# FLORIDA IN WINTER



## connie (Feb 19, 2002)

I would like to hear from anyone who has driven to Florida during the winter from up North. The tri-state area. N.J.,N.Y.,Conn. What did you drive? What happens during bad weather? If it snows? How long did it take you? Would you recommend the trip?  Connie


----------



## Will Daniels (Feb 19, 2002)

FLORIDA IN WINTER

Connie: All us old farts drive to Florida for the winter.What's the problem?
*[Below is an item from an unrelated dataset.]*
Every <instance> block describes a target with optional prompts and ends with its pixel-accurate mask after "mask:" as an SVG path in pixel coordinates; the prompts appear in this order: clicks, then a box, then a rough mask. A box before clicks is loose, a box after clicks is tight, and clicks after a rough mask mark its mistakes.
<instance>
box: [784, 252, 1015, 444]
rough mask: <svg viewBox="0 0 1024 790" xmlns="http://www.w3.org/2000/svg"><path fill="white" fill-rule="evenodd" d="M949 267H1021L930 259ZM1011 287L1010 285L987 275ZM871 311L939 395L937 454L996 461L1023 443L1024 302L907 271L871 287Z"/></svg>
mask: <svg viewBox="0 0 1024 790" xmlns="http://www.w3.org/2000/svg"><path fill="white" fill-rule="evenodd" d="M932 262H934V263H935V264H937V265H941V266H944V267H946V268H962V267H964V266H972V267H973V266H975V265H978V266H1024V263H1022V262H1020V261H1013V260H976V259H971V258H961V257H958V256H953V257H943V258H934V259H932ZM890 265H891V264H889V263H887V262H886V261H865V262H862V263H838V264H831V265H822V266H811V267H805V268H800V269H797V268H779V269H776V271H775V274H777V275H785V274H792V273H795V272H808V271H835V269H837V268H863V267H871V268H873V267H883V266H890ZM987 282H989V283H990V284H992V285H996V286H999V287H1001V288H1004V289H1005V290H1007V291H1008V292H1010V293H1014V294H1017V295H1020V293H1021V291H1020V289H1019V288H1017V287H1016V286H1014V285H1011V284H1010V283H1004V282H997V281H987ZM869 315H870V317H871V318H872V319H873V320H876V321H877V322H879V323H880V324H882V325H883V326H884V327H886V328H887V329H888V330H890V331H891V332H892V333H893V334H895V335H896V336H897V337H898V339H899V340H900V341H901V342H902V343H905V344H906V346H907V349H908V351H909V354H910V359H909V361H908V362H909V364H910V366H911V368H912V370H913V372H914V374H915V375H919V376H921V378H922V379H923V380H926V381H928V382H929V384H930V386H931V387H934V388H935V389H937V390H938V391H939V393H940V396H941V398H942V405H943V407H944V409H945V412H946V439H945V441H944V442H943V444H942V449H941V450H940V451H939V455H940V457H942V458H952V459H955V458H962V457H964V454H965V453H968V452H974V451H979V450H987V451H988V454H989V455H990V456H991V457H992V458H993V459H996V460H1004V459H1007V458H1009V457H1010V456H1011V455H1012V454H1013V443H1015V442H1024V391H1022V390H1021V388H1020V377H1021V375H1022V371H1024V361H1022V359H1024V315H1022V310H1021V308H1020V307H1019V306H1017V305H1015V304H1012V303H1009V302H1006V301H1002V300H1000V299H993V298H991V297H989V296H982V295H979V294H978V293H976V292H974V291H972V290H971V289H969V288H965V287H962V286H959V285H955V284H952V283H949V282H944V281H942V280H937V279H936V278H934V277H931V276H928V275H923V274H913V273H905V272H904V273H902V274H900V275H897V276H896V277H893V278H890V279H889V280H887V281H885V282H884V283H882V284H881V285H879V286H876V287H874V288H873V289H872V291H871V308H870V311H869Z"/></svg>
Get youself a Next Exit book at Walmart and follow I-95.If it snows stop at the next Motel 6 and wait.Likewise with an RV,stop and enjoy someplace you never went before.If you are new to camping,maybe you should rent an RV to see what its like before you spend any big bucks.When I lived in CT I would take 2-3 days to drive to FL even with a car,so that I would be able to enjoy my stay there and not be tired from the trip.Enjoy your retirement.


----------



## connie (Feb 19, 2002)

FLORIDA IN WINTER


Connie: All us old farts drive to Florida for the winter.What's the problem? Get youself a Next Exit book at Walmart and follow I-95.If it snows stop at the next Motel 6 and wait.Likewise with an RV,stop and enjoy someplace you never went before.If you are new to camping,maybe you should rent an RV to see what its like before you spend any big bucks.When I lived in CT I would take 2-3 days to drive to FL even with a car,so that I would be able to enjoy my stay there and not be tired from the trip.Enjoy your retirement.


----------



## connie (Feb 19, 2002)

FLORIDA IN WINTER

What are the camp grounds like around the FT. Lauderdale area? Are they like parking lots or roomy?  Can anyone recommend any?  Connie


----------